Adams died aged 63 on 23 March 1829 and the Bounty Bible was reportedly taken from the island on 17 July 1839, having been bequeathed by a grandson to a carpenter named Levi Hayton from the whaling ship Cyrus, who took it home to Windsor, Connecticut. In 1876 all the inhabitants of the Pitcairn Islands became Seventh Day Adventists after a successful Adventist mission. The Bible was presented to the Connecticut Historical Society in 1896.

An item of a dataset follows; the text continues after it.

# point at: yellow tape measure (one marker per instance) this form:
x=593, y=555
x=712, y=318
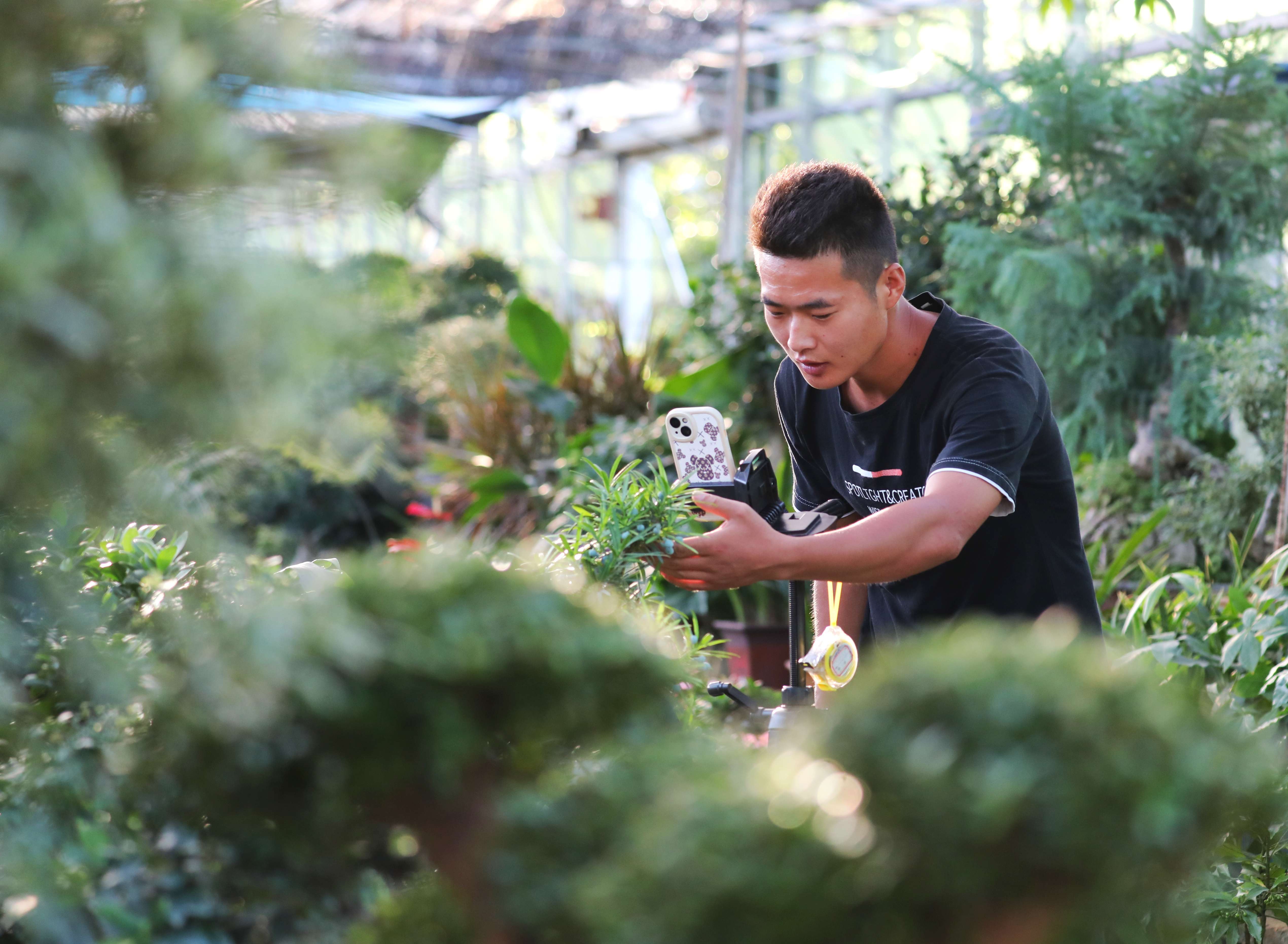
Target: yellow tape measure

==Return of the Bible to Pitcairn==
Following a request for the return of the Bible by Pitcairn school teacher A.W. Moverley, after 110 years in the United States the Connecticut Historical Society passed it to Sir Oliver Franks, the British Ambassador in Washington, D.C., in March 1949. It was then restored and rebound in London and the Colonial Office had it transported back to Pitcairn via Fiji, where a wooden case was made for it, and it was presented to the people of the islands in February 1950, 160 years after the mutineers settled on Pitcairn. The Bible was held at the Church in Adamstown, Pitcairn, which was built in 1954, until a museum was opened in 2006. The Bible is now in the museum, preserved under glass with a facsimile of William and Elizabeth Bligh's marriage certificate, a prayer book, and other artifacts.

==Postage stamp==
On 15 October 1940 the Pitcairn Islands Post Office opened with the release of the first Pitcairn Islands postage stamps; the 4d (fourpence) value issued on 1 September 1951 features an illustration of the Bible.